Ota Benga was born and raised in the Congo. His family lived a simple life in the forest until his wife and children were massacred by an infamous group of mercenaries known as the Force Publique. Ota was on a hunting trip at the time, but upon his return he was captured and handed over to slave traders.
He was sold to an eccentric American named Samuel Verner for a pound of salt and bolt of cloth. Verner was in Africa looking for "primitive" people to feature at the 1904 World's Fair at St. Louis. Publicity billed the exhibit as a showcase of the "permanent wildmen of the world, the races that had been left behind."
As fairgoers looked on, Ota and 4 fellow pygmies sat around a mud hut weaving baskets and sharpening spears. Ota was particularly popular and he was often asked to pose for photographs baring his distinctive teeth which had been filed down to sharp points. Another star attraction at the fair was Geronimo, the Apache chief. The elder Indian befriended Ota and gave him one of his prized arrowheads.
When the fair ended, Ota returned to the Congo with Verner, but transitioning to life back in the forest was difficult. Ota married again, but his wife was killed by a snakebite. When Verner traveled back to America, Ota asked to come along.
New York's American Museum of Natural History was Ota's home for a brief time. He lived in a small room and earned his keep by wearing a duck costume to entertain children. His mischievous spirit got him trouble from time to time. It came to a head when he hurled a chair at the wealthy philanthropist, Florence Guggenheim, just missing her.
Booted from the museum, Ota landed at the Bronx Zoo where the director, William Hornaday, decided to put Ota on display in the monkey house. Hornaday attached this famous sign to the exhibit:
The African Pigmy, "Ota Benga." Age, 23 years. Height, 4 feet 11 inches. Weight, 103 pounds. Brought from the Kasai River, Congo Free State, South Central Africa, by Dr. Samuel P. Verner. Exhibited each afternoon during September.
Bones were scattered about the enclosure for added effect and the attraction became a sensation. Tens of thousands of visitors came to see the supposed missing link. The New York Times ran a story about the exhibit and it included the following:
The exhibition was that of a human being in a monkey cage. The human being happened to be a Bushman, one of a race that scientists do not rate high in the human scale, but to the average nonscientific person in the crowd of sightseers there was something about the display that was unpleasant...It is probably a good thing that Benga doesn't think very deeply. If he did it isn't likely that he was very proud of himself when he woke in the morning and found himself under the same roof with the orangutans and monkeys, for that is where he really is.

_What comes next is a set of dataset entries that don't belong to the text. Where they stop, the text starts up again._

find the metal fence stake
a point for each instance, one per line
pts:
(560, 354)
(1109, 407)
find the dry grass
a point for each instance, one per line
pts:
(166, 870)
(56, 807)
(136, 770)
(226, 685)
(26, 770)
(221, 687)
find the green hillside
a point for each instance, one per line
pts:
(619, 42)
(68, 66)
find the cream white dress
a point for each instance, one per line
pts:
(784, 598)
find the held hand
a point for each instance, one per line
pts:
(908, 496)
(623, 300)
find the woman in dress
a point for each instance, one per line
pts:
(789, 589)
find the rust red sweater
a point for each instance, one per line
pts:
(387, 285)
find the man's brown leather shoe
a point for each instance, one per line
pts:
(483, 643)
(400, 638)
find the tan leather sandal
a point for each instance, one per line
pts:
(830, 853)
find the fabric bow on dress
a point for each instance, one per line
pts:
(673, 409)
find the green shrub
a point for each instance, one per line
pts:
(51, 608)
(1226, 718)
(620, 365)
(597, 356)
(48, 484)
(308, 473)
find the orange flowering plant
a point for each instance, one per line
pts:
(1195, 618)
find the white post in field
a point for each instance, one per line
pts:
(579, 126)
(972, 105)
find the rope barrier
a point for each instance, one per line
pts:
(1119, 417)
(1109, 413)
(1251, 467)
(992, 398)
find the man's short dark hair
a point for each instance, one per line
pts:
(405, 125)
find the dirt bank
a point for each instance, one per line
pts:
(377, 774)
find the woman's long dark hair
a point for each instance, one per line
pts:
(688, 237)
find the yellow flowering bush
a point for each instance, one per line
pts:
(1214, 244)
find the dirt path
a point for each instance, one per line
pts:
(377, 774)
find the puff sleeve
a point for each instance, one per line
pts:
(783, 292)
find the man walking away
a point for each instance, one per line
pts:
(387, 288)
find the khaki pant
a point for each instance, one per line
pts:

It wasn't unusual for some in the crowd to jeer or throw peanuts at Ota, and eventually the mild-mannered pygmy reached his breaking point. He created a bow and arrow and fired off a few shots at a particularly obnoxious heckler.
A group of ministers had already demanded that the exhibit be closed, but it's unclear whether they were motivated by the human rights issue, or if they felt the display was raising too much awareness for the theory of evolution. Whatever the case, Ota was liberated from the zoo and found his way to a Baptist seminary in Lynchburg, Virginia.
In 1910 Ota got his teeth capped. He took a few classes and got a job in a tobacco factory. His social life flourished. Ota made friends with the poet Anne Spencer, and through her he was introduced to the legendary educator, Booker T. Washington.
After a few years living a relatively normal life, Ota longed to return to his home in the Congo. Sadly, the outbreak of World War I made that dream impossible.
On March 20, 1916, Ota chipped off the caps on his pointed teeth then shot himself in the heart with a stolen shotgun. He was buried in an unmarked grave.